Seventh law breach for liquor outlet owners

Dunedin's Malcolm St Super Liquor has been given a three-week suspension after serving alcohol to an underage boy. Photo by Gregor Richardson.
Dunedin's Malcolm St Super Liquor has been given a three-week suspension after serving alcohol to an underage boy. Photo by Gregor Richardson.
The owners of seven Dunedin liquor stores, on thin ice after a 17-year-old was sold RTDs during a police sting, say they have been unfairly treated.

The indiscretion last October resulted in the Alcohol Regulatory and Licensing Authority suspending their licence for Super Liquor Dunedin, in Malcolm St, in a decision released yesterday.

Police had argued for all seven of Patricia and Kenneth McCarthy's Dunedin outlets to be stripped of their licences, noting there had been seven cases of them selling to minors in nine years.

The authority felt such a punishment would be too harsh, but warned the McCarthys they might not get off so lightly next time.

''It needs to be made clear to the respondents, however, that any future transgressions will most certainly put the licences in jeopardy,'' the decision said.

Speaking to the Otago Daily Times after receiving the decision yesterday, Mrs McCarthy said they had been treated unfairly.

Having to wait since the hearing in May for a decision meant four months of stress wondering whether they would lose their businesses.

''It's been totally unfair on our staff.''

She pointed out that many of the underage customers involved in police stings looked ''quite old''.

In the most recent case, the man behind the counter was ''adamant'' he looked older than 25 and after looking at video footage she could see how he could have thought it.

''The guy looked way older than his years.''

She disputed the suggestion from police they did not run their outlets responsibly, saying they had run liquor outlets since 2001, employed experienced staff and made sure they were fully trained.

She also felt the threat from the authority that they could lose licences following one more indiscretion was unfair.

No matter how well staff were trained, there was always the possibility of human error.

Sergeant Ian Paulin said in the decision there had been no changes in the way the pair operated their outlets, despite the repeated indiscretions.

The failures were connected by a common theme of a licensee who employed young, inexperienced people who worked by themselves.

In the latest failure, on October 16 last year, a 17-year-old youth bought a four-pack of RTDs, worth $12.

The man behind the counter did not ask the boy's age.

Mrs McCarthy said in the decision they had recently made changes to the way they operated, which included all staff having to ask for identification from anyone who looked under 30, rather than the previous under-25 policy.

They had a zero-tolerance policy in regard to managers committing any breaches of the Act and most cases resulted in dismissal.

In coming to its decision the authority said it was disappointed the couple had not learnt from past mistakes.

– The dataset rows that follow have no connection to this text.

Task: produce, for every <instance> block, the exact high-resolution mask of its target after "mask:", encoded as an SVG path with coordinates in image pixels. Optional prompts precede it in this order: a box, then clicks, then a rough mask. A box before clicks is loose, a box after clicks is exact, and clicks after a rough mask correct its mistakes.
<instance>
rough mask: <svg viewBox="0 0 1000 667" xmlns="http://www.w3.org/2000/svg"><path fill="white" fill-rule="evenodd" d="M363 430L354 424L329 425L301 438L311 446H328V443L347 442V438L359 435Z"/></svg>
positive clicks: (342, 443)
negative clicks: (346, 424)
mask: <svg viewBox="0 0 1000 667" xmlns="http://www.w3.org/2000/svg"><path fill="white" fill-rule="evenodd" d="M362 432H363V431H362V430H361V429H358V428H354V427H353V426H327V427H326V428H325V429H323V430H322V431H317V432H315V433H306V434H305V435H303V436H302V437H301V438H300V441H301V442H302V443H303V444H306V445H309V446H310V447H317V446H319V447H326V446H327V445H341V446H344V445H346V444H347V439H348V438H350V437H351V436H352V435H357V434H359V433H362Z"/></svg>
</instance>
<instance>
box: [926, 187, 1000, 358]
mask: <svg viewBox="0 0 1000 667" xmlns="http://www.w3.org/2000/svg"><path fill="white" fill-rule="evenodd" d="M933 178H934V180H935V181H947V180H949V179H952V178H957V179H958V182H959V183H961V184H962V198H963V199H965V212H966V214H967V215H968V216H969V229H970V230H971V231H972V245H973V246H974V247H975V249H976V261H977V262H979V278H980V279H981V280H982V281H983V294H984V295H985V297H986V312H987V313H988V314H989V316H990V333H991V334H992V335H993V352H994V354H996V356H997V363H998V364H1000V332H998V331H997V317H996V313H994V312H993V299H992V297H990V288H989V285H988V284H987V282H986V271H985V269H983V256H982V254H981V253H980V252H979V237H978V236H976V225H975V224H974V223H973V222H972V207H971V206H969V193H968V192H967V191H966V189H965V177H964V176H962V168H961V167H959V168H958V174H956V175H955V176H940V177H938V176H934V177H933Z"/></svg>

''To say that we are extremely disappointed that this licensee has taken so long to come to the realisation of the position it is in, would be an understatement.''

However, the authority recognised it was now making a ''more concerted'' effort and hence felt cancellation of the licences would be a ''disproportionate sanction at this stage''.

The Malcolm St store's licence will be suspended from September 26 until October 17.